El Sr. Blumberg tenía al menos una justificación: había perdido a su hijo por un crimen –no por culpa alguna del Derecho Penal– y la reacción ante tal pérdida es impredecible. El elaboraba su Derecho Penal (Blumbergstrafrecht, según yo lo apodé), que consistía en la simpleza de aumentar geométricamente las penas, de la mano de una libreta o carpeta en la que confeccionaba una lista negra de políticos que no estuvieran de acuerdo con su idea. Tuvo éxito oportunamente y para nosotros quedó la ruina de un Código Penal confuso, con amenazas penales sin proporción alguna en la reacción punitiva.
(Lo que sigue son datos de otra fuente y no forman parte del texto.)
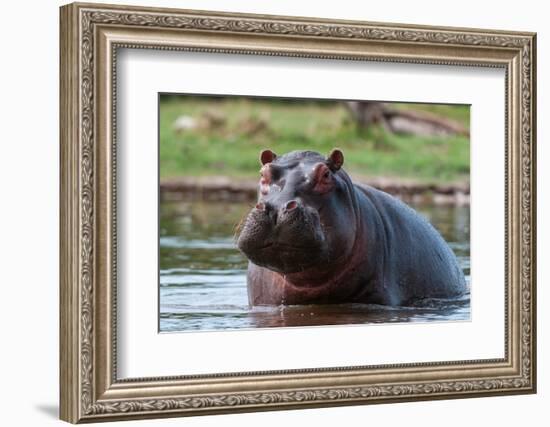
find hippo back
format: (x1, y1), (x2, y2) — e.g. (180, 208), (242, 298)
(354, 183), (466, 304)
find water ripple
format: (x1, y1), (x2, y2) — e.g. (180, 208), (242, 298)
(159, 200), (471, 332)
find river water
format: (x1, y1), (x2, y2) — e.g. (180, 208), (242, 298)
(160, 199), (470, 332)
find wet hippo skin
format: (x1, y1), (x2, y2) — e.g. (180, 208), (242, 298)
(237, 149), (466, 307)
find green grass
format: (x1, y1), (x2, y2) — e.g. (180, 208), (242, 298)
(159, 96), (470, 183)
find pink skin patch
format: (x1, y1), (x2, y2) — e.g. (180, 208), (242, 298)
(285, 200), (298, 211)
(260, 164), (272, 195)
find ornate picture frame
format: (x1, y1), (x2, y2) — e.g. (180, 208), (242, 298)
(60, 2), (536, 423)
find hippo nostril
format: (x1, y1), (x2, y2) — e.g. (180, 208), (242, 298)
(255, 202), (266, 211)
(285, 200), (298, 211)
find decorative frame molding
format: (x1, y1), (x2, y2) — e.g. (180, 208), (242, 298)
(60, 2), (536, 423)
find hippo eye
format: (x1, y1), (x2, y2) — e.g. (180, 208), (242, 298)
(311, 163), (334, 194)
(270, 168), (281, 181)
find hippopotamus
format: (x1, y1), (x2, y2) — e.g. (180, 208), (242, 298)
(236, 149), (466, 307)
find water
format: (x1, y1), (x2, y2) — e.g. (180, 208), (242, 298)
(160, 199), (470, 332)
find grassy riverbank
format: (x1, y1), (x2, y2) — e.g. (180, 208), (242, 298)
(159, 96), (470, 183)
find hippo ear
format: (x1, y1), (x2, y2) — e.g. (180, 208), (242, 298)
(326, 149), (344, 171)
(260, 149), (277, 165)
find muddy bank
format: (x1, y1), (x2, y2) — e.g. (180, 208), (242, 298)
(160, 176), (469, 205)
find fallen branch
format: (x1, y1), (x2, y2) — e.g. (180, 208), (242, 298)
(345, 101), (469, 137)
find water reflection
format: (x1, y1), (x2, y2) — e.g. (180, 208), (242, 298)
(160, 199), (470, 332)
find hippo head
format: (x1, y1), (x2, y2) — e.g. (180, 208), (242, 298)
(237, 149), (358, 276)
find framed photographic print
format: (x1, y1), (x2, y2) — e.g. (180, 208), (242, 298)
(59, 2), (537, 423)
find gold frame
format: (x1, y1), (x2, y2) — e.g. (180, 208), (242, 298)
(59, 2), (537, 423)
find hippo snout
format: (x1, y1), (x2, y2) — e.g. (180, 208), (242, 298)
(237, 199), (307, 251)
(236, 207), (273, 253)
(254, 199), (302, 226)
(236, 199), (328, 273)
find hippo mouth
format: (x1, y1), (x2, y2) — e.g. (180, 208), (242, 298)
(239, 235), (329, 274)
(236, 191), (330, 273)
(256, 241), (320, 252)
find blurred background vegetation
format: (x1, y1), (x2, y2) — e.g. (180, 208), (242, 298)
(159, 95), (469, 183)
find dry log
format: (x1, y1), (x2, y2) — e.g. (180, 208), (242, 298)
(345, 101), (468, 137)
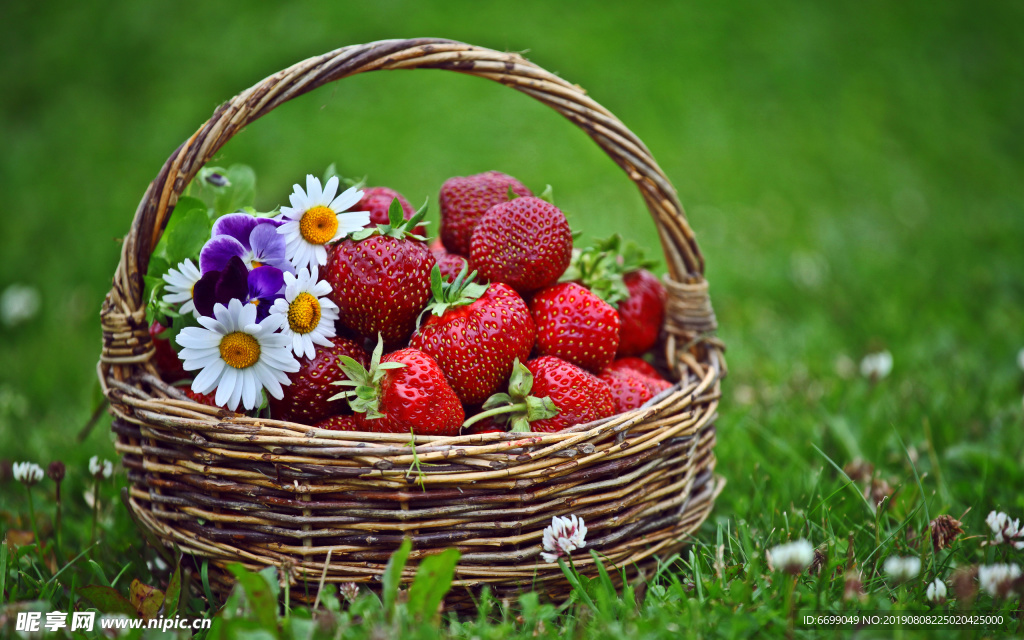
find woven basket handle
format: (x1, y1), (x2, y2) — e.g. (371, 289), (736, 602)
(102, 38), (716, 367)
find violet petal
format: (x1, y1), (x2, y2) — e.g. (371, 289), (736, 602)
(200, 235), (248, 274)
(211, 213), (260, 249)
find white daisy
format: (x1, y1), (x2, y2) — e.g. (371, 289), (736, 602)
(276, 175), (370, 271)
(175, 298), (300, 411)
(162, 258), (202, 318)
(268, 266), (339, 359)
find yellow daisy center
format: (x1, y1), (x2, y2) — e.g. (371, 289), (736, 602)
(219, 331), (261, 369)
(288, 292), (321, 334)
(299, 206), (339, 244)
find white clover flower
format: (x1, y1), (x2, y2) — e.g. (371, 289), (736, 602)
(268, 266), (339, 359)
(883, 556), (921, 582)
(339, 582), (360, 602)
(12, 461), (44, 485)
(860, 351), (893, 380)
(926, 578), (947, 602)
(541, 515), (588, 563)
(176, 298), (300, 411)
(88, 456), (113, 479)
(0, 284), (41, 327)
(276, 175), (370, 271)
(978, 564), (1021, 599)
(767, 539), (814, 574)
(986, 510), (1024, 550)
(161, 258), (202, 318)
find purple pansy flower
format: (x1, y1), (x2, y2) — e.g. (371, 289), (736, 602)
(200, 214), (293, 275)
(193, 256), (284, 321)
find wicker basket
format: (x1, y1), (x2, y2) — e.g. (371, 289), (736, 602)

El Sr. Massa, en cambio, elabora su Derecho Penal de la mano de ideas –si así puede llamárselas– tan simples como aquélla, pero usando métodos más sofisticados: su ascendencia política y su postulación para ser presidente de la República Argentina. La primera idea consistió en alabar el Código y las leyes penales vigentes –estilo Blumberg– y así oponerse a una modificación del Código, elaborada por el doctor Zaffaroni, juez de nuestra Corte Suprema, y una comisión de juristas designados por cada partido político con representación parlamentaria, que, por consenso, sólo pretendía arreglar aquel desaguisado. Tuvo también éxito, al menos hasta ahora. El caballito de batalla fue la regulación de la reincidencia y el escenario –al menos en Buenos Aires y alrededores– los supermercados, las plazas, la consulta popular “trucha”, por decir poco de ella. De la misma manera se las agarró contra un nuevo proyecto de Código Procesal Penal nacional, pero esta vez con menor exposición pública, quizá más recatadamente, cuando, en verdad, entre las dos obras citadas tampoco existe proporción alguna. En tercer lugar, ha sido una sentencia judicial la que lo ha impulsado a defender –como acertadamente tituló Página/12– el trabajo esclavo en el caso de los condenados penalmente. Un enorme equívoco penal: la pena privativa de libertad, que la ley amenaza, sólo consiste en la pérdida del derecho ambulatorio de una persona según su voluntad; nada dice acerca del trabajo remunerado, de la pérdida del derecho a cobrar un salario como operario o un precio por la obra propia.
Yo no defiendo la pena privativa de libertad como amenaza penal básica y me gustaría reducirla a casos muy determinados, porque no creo en su acción terapéutica general, con la que se la justifica, pero no se me ocurrió nunca que, actualmente, alguien quisiera defenderla en su concepción de fines de la Edad Media y comienzos de la Edad Moderna. De allí a defender la pena de muerte sólo hay un salto –aunque hipócritamente muy pocas personas se animen a darlo–, con la ventaja de que la acción terapéutica de esta última pena es, en relación con el autor, de efecto muy superior.
* Profesor titular consulto de Derecho Penal y Derecho Procesal Penal, UBA.